That’s very powerful.
When you teach people, “Wow, this was created by a Black person,” that’s not just by chance, that he woke up and said, “Let me tell them to make a yellow stoplight.” No, that’s an inventor. And that’s the truth. The truth that Dr. John Henrik Clarke spoke about as well. That we weren’t slaves. We didn’t bring slaves to America. And if you teach people that, that’s the same thing as saying, if you begin a people’s history with slavery, everything else looks like progress.
How do you talk to your children about your life?
My children know exactly who we are, and they know exactly what is going on. The great thing about it is that they understand we are fighting for human and civil rights. And that our lives are a reflection of that. That we are survivors.
I did have to tell the older children, especially the older boys, the types of things they had to watch out for. The “talk” that everyone talks about now, happened differently in our community and in our homes. That talk is really more about wisdom and making sure that you listen to your gut. That the universe will never steer you wrong. A lot of times you feel it, and if you listen to what the feeling is, then you’ll be able to be guided, always.
What are you focusing on, in terms of that fight for human and civil rights right now?
Right now we have a bill we are trying to get passed that would limit deceptive practices by police officers in interrogations. When you think about the basis of “law” — and I say “law” because it’s different in everyone’s minds — some people think about police officers and the law itself being there for all of us. That’s absolutely not true. That’s what the system purports itself to be, but that’s absolutely not true.
And because it’s not true, we have to see if we can protect ourselves against a law that was created for white supremacy and white male dominance, that was carried out and enforced for white supremacy and white male dominance. Right?
We’re trying to change the system, but not necessarily through acts of reformation. We don’t want reform, per se. We want abolition, ultimately, that changes the system from what it is to a system that is better, a system that is inclusive, and a system that is balanced.
What system would you like to see?
The system that is in place right now is absolutely not a system that is for all of the people. We live in the divided states of America. No matter how much people say that they are going to unite us, we really experience a divide. We really experience the margins of life.
And that’s one of the big pushes we are hoping to get passed right now. I was talking to some people the other day, and it dawned on me that one of the real interesting and important changes that we need in society is in relation to my case. Right?
What do you mean?
What I’m talking about specifically is when the real perpetrator [who raped the Central Park jogger] came forward and said that he did it, and he had proof. They knew that he did this. But he could never be charged with raping the central park jogger. Because of this thing called the statute of limitations.
Prison dynamics happen in a very interesting way. A prisoner who comes in who might be a thief who stole an old woman’s wallet and kicked her out of her wheelchair and snapped a selfie with her and runs off is more respected than a person who rapes.
Right.
If you’ve seen When They See Us and you’ve seen Part 4, as an example — Cory’s story of his horrific experience of being labeled a rapist is what prison is like for people who go to prison for rape, for the most part. And so for that crime to have a statute of limitations….

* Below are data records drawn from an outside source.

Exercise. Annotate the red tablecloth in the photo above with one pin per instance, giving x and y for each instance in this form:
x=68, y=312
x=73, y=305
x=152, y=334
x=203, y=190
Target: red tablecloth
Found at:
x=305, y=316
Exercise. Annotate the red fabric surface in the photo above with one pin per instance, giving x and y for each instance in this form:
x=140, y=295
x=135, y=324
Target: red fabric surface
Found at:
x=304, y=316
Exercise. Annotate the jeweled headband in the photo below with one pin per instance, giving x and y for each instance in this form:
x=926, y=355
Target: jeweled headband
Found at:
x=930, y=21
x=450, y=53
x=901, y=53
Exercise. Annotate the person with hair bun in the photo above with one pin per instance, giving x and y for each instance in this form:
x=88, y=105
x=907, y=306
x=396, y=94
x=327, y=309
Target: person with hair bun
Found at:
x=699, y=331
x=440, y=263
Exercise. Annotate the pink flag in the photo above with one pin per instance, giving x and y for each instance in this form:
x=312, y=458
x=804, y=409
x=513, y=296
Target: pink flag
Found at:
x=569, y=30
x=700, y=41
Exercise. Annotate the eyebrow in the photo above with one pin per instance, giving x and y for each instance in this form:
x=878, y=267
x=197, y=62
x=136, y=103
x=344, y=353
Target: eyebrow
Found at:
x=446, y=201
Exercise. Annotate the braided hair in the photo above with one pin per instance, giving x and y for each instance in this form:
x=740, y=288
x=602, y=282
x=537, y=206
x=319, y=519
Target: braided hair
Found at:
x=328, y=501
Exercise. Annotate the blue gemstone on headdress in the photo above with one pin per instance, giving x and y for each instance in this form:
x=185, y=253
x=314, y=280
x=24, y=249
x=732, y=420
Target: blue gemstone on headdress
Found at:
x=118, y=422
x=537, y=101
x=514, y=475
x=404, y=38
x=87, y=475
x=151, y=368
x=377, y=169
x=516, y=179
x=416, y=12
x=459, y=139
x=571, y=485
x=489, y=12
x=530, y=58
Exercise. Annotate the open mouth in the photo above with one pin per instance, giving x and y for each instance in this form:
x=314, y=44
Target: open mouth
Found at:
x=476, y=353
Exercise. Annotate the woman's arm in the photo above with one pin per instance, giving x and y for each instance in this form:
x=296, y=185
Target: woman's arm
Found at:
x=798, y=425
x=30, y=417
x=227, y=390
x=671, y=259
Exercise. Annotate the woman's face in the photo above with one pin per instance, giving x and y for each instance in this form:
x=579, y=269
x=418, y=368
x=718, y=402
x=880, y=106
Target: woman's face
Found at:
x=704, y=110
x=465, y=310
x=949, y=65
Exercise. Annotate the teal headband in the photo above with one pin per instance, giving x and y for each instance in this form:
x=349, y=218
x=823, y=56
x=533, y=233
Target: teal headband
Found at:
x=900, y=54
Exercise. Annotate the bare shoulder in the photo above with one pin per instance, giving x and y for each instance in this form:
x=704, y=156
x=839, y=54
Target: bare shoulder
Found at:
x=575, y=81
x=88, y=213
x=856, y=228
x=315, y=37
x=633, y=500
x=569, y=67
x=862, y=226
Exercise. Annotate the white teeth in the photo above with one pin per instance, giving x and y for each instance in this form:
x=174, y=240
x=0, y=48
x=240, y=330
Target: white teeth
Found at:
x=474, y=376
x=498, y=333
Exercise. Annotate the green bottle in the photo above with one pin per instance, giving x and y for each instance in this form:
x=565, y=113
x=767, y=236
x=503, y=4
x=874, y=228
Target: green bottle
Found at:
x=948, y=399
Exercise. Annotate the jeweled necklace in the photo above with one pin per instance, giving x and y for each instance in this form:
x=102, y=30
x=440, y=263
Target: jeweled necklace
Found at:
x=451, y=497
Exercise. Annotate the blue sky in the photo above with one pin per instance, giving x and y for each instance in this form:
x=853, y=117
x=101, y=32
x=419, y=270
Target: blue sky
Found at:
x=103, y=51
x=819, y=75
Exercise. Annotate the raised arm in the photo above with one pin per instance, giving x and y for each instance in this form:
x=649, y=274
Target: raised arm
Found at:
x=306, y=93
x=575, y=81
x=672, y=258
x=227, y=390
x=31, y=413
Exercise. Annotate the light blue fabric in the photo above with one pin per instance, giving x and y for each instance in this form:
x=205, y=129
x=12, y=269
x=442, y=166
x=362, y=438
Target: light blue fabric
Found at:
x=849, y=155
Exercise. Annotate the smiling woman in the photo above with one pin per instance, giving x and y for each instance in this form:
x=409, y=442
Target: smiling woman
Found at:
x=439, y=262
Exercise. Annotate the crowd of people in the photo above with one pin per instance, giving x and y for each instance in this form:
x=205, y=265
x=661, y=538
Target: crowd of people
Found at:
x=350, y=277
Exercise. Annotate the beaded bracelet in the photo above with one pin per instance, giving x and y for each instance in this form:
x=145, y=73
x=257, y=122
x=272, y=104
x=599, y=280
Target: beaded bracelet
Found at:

That law should not be, “Oh, you know what? After seven years, I can come out and say I raped someone,” and then they say, “Sorry, we can’t charge you.” You still did that crime, just like murder. Murder has no statute of limitations. I don’t think rape should have any as well.
Is there anything you feel you’d want to see on a federal level — or from the Biden administration — right now?
I’ve never been a person who has been a fan of administrations. Even though I know we have to vote, and we have to participate, and I think it’s important that we participate in the political process, what’s more important is us participating in our own lives. We should never give the power over to the system and say, “Oh, the system will fix this, the system will work this out.”
A lot of us go about our daily lives after we’ve voted. We have to fully participate. We have to know that we are making ourselves free. We are making sure we live in a just society because we are participating on all levels.
It’s not just the ballot box. It’s so much more.
What my hope is, with regards to this current administration, is that we, the people, understand our power. That we begin to realize that we can’t just go about business as usual.
We voted Biden and Harris into office. That’s a good thing. We should be punching the air. We should be looking at that as a victory. But we absolutely should not go back to sleep.
I think we, as a people, should hold our officials that we vote into office accountable — for what they have promised that they will do. Because we know, in the Black and Brown community, they have a term called ‘politricks.’ What we know about politricks is that people who are elected into political offices often say they will do things and they don’t do anything that they said they are going to do.
We’re experiencing that right now under the Biden administration.
Yeah.
We’re talking about people’s lives. We shouldn’t be funding bombing Syria, or any other place for that matter, when people are hurting in this country.
And when we look at people’s abilities to live, other countries are getting it right.
And we are not.
We are a young nation. I think now because so-called slavery has been abolished — other than slavery going on by another name in the modern-day cotton fields of America called the prison industrial complex — I think that those who have immigrated to this country who are in power in this country should look at the countries that they’ve come from and receive instruction.
Michael Moore did the film a couple years back called, “Where to Invade Next?” And in that film, you saw the opportunity of what prison looked like [in other countries]. It was a place that people went to, to get an act that they did, reformed. And then they went back into society as full human beings. It was not a punitive thing where you are continuously punished for a mistake that you made.
Right. It was actually in the business of healing.
In America, we don’t have correctional institutes. We have prisons. We live in a prison society, where people get locked up and the key gets thrown away.
I think that the Biden-Harris administration should be the change that we want. I think that they should really take it upon themselves to steamroll change across America.
What do you want other Americans, and especially white Americans, to be teaching their children as they raise them?
I would tell them that your children are being raised in a world where they are neighbors to my children. And if we really ponder what that means, then we would do better. We wouldn’t want to raise our children to become bullies.
I just think from a base, moral level, we really should begin with the premise that we are neighbors, and that we coexist. It’s better to live in harmony than to live in strife. It’s better for us to be able to get along in a meaningful way, as opposed to one person oppressing the other. We should eradicate oppression, and that eradication should start with all of us.
And with white children, they need to understand that there’s a thing called racism in the world, and that we can use our privilege to make sure that we can change that. That we don’t have to be a part of a racist system adding to the evil of it all. We can become lights of goodness in the world of darkness.
A radical kindness — and empathy that’s active.
Yes. Absolutely. We have to actually participate. We have to live full lives. And for those of us who are actively participating in [fighting oppression], we should not be vilified. We should be celebrated for it. And I’m thinking about folks like Fred Hampton, you know? What we’re fighting for is freedom.
What do you see today that gives you hope for the future?
You know what gives me hope today? Our ancestor’s wildest dreams. Us knowing, and coming into a consciousness, of our own self. Where we are finally saying, “Enough is enough.”
My mother told me, years ago, out of the interrogation room, she said to me, “They need you to participate in whatever it is that they are trying to do. Do not participate. Refuse.” And so, to not be a co-conspirator in my own repression is important. Right?
I have a backbone that grows stronger every day because of the knowledge that I was born on purpose, because I was one of over 400 million options, and I made it. All of those things bring so much life into us as a people. My hope and my happiness is knowing that the future is alive and well because of our ancestors wildest dreams finally waking up, finally taking their rightful places in the world, pushing back in a way that’s meaningful, and for people that have been privileged to be using their privilege in a way that’s powerful.
I think all of that is inspiring. All of that gives me tremendous hope. But it has to continue.